Toward the end of that same hour, my cell phone rang loudly from the back of the control room. Everyone turned to look, since none of us present had ever been able to find coverage within the cold, thick walls of the old building.

Scrambling down the hall and out onto the frigid, pitch black street, hoping not to lose the call, I said, “Hello?” and at first mistook the noise on the other end for pure static, only to realize that far from this decimation, in Southern California my wife stood joyfully crowded in a theater full of revelers for our son’s winter holiday concert. She didn’t speak but simply held the phone high above her head as people sang and cheered and the high school jazz band lurched into a raucous swing number. And then the call faded.

I stood teary and alone now on the corner of Piety and Dauphine streets and noticed something I hadn’t a moment before: a half block away, a single strand of Christmas lights threaded around a wrought-iron stair rail . . . blinking on and off from the stoop of a seemingly abandoned and powerless townhouse. The joy and music of the quick call had disappeared in my hand, but the phone still showed a signal and blinked with a new message waiting—received, oddly, in unison with the call that had just sneaked through somehow.

“Hey, Joe? Joey . . . hello. I’m sure you’ve had dozens of calls already, but I just wanted to say, you know . . . that I am really sorry. I just heard.”

Richard was dead.

Just nine days following his sixty-fifth birthday, Richard Pryor, whom I had come to know and who had so intensely occupied my thoughts and work for so long now, had finally loosed those spidery fingers and let himself rise like smoke, up and out of his frail, useless, earthly frame to which he’d been tethered for years, unable to speak—but not unable to hear and brood.
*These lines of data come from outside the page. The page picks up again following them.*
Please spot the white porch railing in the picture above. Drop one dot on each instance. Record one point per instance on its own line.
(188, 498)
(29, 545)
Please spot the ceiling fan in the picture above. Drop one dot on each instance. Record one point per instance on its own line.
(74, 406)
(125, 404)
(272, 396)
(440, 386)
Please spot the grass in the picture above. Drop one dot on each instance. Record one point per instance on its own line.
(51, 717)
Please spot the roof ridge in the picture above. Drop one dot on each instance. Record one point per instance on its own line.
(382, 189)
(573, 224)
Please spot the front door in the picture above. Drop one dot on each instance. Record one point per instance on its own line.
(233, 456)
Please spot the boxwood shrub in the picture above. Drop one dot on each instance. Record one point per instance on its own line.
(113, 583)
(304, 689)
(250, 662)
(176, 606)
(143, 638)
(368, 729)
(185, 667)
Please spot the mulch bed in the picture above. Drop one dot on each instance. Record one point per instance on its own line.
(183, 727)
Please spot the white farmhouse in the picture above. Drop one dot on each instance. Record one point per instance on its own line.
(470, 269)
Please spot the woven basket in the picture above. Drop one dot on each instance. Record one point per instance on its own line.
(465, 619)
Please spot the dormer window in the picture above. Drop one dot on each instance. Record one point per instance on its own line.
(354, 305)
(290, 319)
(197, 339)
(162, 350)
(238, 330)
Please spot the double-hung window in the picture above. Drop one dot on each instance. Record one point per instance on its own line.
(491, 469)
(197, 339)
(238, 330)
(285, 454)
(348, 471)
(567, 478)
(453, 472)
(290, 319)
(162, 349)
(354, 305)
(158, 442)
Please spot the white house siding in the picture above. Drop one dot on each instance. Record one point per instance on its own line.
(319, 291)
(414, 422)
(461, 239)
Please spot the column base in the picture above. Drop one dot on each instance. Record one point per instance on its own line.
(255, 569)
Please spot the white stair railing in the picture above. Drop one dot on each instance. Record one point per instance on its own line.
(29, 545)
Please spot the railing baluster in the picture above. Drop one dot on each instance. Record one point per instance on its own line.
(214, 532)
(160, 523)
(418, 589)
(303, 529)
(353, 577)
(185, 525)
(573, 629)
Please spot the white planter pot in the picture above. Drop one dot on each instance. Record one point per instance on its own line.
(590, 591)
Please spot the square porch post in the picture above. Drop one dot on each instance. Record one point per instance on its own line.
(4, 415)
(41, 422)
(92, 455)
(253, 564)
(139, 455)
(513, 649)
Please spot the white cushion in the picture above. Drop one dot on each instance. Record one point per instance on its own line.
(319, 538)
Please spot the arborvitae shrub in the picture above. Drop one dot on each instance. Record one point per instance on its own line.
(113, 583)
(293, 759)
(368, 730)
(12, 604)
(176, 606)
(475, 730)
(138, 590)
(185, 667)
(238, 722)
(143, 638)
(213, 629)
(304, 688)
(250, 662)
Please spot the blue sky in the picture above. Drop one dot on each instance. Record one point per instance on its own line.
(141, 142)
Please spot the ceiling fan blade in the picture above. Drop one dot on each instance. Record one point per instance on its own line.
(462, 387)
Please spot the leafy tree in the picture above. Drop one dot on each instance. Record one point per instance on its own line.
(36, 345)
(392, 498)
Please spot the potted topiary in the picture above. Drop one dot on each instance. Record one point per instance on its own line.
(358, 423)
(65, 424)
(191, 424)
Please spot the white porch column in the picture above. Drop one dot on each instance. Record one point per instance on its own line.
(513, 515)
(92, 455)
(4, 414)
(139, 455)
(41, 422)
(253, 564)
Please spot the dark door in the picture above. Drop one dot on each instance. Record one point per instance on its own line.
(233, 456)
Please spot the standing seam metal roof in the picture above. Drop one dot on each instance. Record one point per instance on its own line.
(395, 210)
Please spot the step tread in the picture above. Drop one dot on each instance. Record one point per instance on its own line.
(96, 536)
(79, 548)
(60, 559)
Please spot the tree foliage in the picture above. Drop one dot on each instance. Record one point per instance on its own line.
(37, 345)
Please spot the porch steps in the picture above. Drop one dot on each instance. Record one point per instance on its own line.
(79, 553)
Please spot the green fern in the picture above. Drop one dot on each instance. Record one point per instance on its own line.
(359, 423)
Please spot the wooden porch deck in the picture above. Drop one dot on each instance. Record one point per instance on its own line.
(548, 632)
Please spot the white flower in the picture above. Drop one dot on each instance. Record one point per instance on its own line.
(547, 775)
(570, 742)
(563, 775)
Drifting, I concluded, on his way to making one last haunting stop in Peoria, Richard seemed now to have materialized in front of me for a fleeting moment of farewell in the frightened, fighting city of New Orleans that, like himself, had for so long wildly—scandalously, anomalously—flowered up in glorious defiance of all that surrounded it; a strange specter of beauty laid at the threshold of an otherwise dispirited country never far from the throes of violent transformation.

But he had always been drifting: an unknown to all including himself. His slippery countenance—with the duality of the naive genius, the righteous hustler; the fluid sexuality; the laugh masking tears—made Richard so strangely and persuasively other that most everyone can recognize some part of their secret selves in his reflection, because we all believe ourselves, ultimately, to be strangers. This may account for the subversive sprawl and endurance of his influence: that his brokenness left him so vulnerable to the times that he absorbed them all. It left little room for anything else; and when the storm of his zenith years passed, Richard was left teetering and hollow like a once-flooded house, whose high waterline, nonetheless, confounds as it provokes awe.

That Richard, while exiting, might take pause in the person of Allen Toussaint—a man whose music is as deep as silence, his silences as telling as a compass blade—shouldn’t have surprised me, and didn’t. Richard, as we know, was always charged like a vibrating wire . . . standing like a reed and giving buzzy voice to every wind blowing through; riffing with a tumble of words driven as much by tough rhythm as conscious thought; sounding always as if at any moment his cry or laugh might stem and flower, becoming fully—finally and forever—song.